18. case

887 115 48
                                    


Hai semua!!!

Makasih yang udah vote dan comment di part sebelumnya, aku hargai banget usaha kalian untuk ini. Maaf udah maksain sesuatu yang bikin kalian harus nahan cinta kalian terhadap cerita ini.

Kalian tahu nggak hari ini aku lihat story' Ig penulis favorit aku, dia ditanya waktu awal nulis itu gimana dan lain-lain. Setelah aku baca, aku nyadar sesuatu, bahwa semua butuh proses, semua butuh waktu, dan semua butuh usaha.

Kalau aku kayak kemarin, ngasih target padahal cerita aku belum punya banyak pembaca itu namanya terlalu memaksakan. Maksud aku, disini aku penulis yang baru menggait pembaca tapi udah pasang target tinggi, itu pasti salah kan?

Padahal tujuan awal aku nulis buat nuangin imajinasi aku, bukan tentang vote dan comment atau apapun itu. Karena semua itu ada timbal baliknya, kayak aku pengen kalian ngehargain cerita aku, tapi kalau aku nggak ngehargain pembaca setia aku, sama aja omong kosong.

Jadi aku putusin buat update tanpa pasang target aja, supaya aku puas dan kalian juga puas. Nggak ada yang terbebani dan cerita ini cepat selesai.

Happy reading love.

"DEVANO!"

Jonathan memasuki rumah sambil berteriak memanggil putra tunggalnya, berjalan cepat mencari ke dalam seluruh rumah.

Saat ada suara mobil ia cepat-cepat turun dari lantai dua. Masih dengan berpakaian seragam wajibnya ia menghampiri Devano yang baru masuk rumah dengan wajah frustasi.

Langit sudah gelap, jam di dinding menunjukkan waktu delapan malam lewat lima menit.

"Dimana Kakak kamu?" tanya Jonathan tegas. Devano menunduk, masih dengan pakaian sekolah ia berhadapan dengan Papanya. "Jawab Papa, Devano."

"Aku nggak tahu, Pa. Pas aku sampai di sekolah Kak Alura, udah nggak ada orang, aku udah nanyain satpam disana tapi mereka bilang kalau Kak Alura udah pulang jalan kaki."

BUGH.

Pukulan telak mengenai pipi Devano hingga cowok itu tersungkur di lantai, Jonathan menatap marah putranya. Tidak pernah dalam sejarah ia memukul Devano, Devano itu anak emasnya. Anak kesayangannya.

"Papa udah bilang. Selama Papa pergi kamu jagain Alura, kalian saling menjaga.

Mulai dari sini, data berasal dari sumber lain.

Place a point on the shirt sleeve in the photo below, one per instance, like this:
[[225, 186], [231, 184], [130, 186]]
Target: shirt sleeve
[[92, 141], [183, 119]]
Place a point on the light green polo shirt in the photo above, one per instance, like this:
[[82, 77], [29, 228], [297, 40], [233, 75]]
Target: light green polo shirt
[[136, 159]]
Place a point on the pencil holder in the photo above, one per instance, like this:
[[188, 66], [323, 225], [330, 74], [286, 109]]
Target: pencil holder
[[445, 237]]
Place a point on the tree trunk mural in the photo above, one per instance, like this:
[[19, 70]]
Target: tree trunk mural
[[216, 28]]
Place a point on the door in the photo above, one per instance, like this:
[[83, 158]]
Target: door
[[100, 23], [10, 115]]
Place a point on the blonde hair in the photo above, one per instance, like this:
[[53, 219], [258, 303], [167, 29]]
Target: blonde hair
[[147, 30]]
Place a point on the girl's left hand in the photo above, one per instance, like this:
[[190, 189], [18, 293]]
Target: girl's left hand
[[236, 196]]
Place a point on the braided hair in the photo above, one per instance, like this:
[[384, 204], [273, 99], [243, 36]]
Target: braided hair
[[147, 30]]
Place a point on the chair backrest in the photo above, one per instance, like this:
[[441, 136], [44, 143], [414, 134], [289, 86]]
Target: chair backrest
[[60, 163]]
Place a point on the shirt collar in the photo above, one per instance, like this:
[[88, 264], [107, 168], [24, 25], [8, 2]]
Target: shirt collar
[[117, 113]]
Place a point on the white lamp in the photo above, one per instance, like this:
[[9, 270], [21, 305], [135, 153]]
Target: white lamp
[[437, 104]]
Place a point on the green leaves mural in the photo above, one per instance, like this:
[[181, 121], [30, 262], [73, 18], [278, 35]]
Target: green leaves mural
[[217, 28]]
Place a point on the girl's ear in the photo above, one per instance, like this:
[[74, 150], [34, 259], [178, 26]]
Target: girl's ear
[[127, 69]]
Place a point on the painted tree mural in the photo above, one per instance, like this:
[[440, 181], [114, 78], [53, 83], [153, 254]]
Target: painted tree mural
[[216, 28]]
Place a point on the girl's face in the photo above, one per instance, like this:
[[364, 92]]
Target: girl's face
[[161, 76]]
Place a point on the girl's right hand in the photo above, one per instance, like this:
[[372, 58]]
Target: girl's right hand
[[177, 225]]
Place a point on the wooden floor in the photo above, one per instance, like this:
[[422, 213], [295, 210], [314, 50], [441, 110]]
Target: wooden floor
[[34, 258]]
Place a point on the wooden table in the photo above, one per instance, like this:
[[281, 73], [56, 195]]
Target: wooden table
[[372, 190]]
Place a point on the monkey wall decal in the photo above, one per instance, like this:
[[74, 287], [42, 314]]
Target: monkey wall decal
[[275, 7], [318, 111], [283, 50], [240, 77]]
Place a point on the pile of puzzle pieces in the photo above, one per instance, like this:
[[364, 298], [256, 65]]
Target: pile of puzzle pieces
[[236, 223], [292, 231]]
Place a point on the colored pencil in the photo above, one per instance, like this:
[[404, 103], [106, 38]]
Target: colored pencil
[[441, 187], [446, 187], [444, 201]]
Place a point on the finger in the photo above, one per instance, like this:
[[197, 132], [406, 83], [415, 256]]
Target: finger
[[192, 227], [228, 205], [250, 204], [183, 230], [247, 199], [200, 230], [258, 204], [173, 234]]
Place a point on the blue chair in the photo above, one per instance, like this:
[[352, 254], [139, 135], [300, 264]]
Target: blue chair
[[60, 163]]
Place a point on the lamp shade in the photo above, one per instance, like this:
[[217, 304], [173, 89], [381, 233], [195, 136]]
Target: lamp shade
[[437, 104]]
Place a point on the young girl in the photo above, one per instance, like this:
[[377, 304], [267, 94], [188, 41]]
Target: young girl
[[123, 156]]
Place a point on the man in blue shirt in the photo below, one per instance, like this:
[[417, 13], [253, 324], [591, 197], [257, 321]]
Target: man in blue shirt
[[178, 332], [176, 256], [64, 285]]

Kenapa malahan sekarang Kakak kamu jatuh ke tangan musuh Papa?!" Marah Jonathan mengusap wajahnya kasar. Saat sedang menjalankan tugas tadi, ia dihubungi oleh nomor tidak dikenal dan mengatakan bahwa putrinya sedang disandera.

Jonathan benar-benar merasa frustasi, padahal ia sudah sebaik mungkin menutupi seluruh identitas keluarga kecilnya, tetapi mengapa identitas Alura yang selama ini ia jaga bocor juga ke tangan musuhnya.

"Maafin Devano, Pa." Sesalnya berdiri tegap di depan Jonathan. Ia tidak pernah diajarkan lemah apalagi mengeluh jika dipukul. Semua ini juga kesalahannya karena harus menanggapi Cakra di sekolah tadi sore. Dan berakhir membuat Alura hilang entah kemana.

"Kakak kamu itu nggak bisa bedain arah, Devano. Dia nggak kenal siapapun di kota ini karena kekurangannya, ponselnya juga nggak bisa dihubungi." Jonathan kemudian mengubungi anak buahnya untuk menyebar ke seluruh kota mencari keberadaan Alura.